English puppeteer, actor, director and writer

Robin Gordon Stevens (born 30 January 1960) is an English puppeteer, actor, director, and writer for children's television. His programmes include Pob's Programme, Corners, Teletubbies, Rosie and Jim, Tots TV, Boohbah and Blips.

==Early life==

Stevens was born in Chorleywood, England. He trained at the Cannon Hill Puppet Theater from 1978 to 1982 with John Blundall.

==Career==
Stevens worked for Ragdoll Productions from 1985 to 2005, writing the series Pob's Playtime, Rosie and Jim, and co-writing Tots TV. Later he co-wrote scripts and originated content with Alan Dapre.
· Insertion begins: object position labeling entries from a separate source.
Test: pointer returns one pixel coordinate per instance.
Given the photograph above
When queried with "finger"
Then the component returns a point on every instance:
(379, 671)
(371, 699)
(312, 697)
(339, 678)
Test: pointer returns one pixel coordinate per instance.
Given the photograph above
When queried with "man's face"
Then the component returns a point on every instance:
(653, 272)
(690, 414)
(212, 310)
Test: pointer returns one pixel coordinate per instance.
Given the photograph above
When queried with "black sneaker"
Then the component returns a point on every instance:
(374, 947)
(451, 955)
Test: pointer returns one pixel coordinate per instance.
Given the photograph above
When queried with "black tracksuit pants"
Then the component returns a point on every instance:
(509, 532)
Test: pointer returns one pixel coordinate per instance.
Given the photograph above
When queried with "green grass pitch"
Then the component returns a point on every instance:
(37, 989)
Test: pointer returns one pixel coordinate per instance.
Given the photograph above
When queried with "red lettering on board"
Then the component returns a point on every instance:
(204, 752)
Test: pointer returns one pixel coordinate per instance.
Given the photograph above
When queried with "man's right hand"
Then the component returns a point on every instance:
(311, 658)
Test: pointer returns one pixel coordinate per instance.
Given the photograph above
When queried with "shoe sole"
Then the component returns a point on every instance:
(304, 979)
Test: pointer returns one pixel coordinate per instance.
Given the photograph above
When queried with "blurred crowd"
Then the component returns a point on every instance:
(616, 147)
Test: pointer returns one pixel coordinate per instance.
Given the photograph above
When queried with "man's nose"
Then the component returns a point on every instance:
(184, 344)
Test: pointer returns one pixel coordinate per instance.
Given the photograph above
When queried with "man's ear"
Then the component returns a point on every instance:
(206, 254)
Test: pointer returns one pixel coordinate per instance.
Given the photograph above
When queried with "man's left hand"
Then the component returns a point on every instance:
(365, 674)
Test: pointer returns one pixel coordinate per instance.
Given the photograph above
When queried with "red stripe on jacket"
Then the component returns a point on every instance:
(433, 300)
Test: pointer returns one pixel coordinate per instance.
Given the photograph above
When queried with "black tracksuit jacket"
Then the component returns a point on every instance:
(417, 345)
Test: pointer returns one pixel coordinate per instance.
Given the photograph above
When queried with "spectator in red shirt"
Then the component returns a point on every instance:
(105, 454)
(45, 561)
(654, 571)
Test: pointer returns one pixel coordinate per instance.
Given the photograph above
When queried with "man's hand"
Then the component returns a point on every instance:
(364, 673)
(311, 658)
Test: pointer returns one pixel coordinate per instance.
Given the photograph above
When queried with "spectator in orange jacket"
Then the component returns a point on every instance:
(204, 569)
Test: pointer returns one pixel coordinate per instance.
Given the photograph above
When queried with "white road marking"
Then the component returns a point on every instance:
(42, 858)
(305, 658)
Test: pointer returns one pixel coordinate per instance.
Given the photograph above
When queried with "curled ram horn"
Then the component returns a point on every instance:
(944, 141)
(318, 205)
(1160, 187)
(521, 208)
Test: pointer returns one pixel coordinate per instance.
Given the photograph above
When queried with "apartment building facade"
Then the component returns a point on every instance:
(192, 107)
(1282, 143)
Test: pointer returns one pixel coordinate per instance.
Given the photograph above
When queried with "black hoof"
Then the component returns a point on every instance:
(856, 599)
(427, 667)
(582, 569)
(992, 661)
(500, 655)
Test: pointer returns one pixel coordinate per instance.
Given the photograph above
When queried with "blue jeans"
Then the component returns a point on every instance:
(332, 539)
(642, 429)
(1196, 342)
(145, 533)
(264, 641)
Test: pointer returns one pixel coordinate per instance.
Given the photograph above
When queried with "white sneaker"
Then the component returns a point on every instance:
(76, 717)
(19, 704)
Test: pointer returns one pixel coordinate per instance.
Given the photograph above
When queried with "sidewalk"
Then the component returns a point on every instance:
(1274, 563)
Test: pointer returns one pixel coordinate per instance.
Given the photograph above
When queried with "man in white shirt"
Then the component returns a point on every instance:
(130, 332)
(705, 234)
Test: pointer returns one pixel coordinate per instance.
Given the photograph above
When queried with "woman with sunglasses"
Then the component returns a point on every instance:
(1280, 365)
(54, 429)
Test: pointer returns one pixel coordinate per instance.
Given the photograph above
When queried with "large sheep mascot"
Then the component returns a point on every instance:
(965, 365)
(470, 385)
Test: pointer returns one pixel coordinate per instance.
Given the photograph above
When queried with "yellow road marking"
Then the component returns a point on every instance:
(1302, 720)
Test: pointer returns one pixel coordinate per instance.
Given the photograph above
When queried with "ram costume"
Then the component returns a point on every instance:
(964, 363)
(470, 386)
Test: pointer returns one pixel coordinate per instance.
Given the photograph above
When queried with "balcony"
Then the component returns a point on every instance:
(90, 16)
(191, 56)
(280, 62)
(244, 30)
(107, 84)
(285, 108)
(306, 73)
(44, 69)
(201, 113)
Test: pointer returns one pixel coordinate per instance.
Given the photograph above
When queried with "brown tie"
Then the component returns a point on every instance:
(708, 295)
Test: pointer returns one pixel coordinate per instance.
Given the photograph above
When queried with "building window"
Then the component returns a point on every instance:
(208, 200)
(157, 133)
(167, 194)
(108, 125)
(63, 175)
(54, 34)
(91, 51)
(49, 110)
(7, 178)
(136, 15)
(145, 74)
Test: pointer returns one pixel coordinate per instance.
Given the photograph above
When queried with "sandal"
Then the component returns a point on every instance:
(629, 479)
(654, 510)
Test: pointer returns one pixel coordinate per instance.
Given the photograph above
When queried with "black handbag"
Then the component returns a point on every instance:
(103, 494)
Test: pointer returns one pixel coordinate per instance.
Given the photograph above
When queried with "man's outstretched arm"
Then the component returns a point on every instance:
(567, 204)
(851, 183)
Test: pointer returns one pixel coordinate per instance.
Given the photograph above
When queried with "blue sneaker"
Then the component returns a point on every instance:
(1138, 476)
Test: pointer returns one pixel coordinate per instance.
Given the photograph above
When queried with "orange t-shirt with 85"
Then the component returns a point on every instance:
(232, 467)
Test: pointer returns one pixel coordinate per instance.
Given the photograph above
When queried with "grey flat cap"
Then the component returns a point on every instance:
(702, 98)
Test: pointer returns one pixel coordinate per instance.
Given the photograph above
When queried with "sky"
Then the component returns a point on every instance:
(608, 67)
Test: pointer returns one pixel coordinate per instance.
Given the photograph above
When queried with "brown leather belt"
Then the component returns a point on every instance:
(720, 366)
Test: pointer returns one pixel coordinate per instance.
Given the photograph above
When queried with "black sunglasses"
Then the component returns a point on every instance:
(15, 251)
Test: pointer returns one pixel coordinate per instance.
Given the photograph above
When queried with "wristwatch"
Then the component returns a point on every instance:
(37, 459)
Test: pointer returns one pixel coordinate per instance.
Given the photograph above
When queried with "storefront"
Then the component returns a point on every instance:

He also worked for the BBC, puppeteering Jo Corner on Corners. He puppeteered Pob in Pob's Programme, Jim and Duck in Rosie and Jim, Tom in Tots TV (he also wrote the scripts with Tiny's puppeteer Andrew Davenport), and The Man in the Magic House in Teletubbies (he voiced the man in all foreign dubs except for the PBS Kids version where US actress Dena Davis redubbed the voice). Stevens also played Grandpappa in Boohbah and Mr. Perfect in Blips.

Stevens won a BAFTA for his episode of Tots TV 'Baking Bread'.

Stevens lives in the US, where he runs a cider business.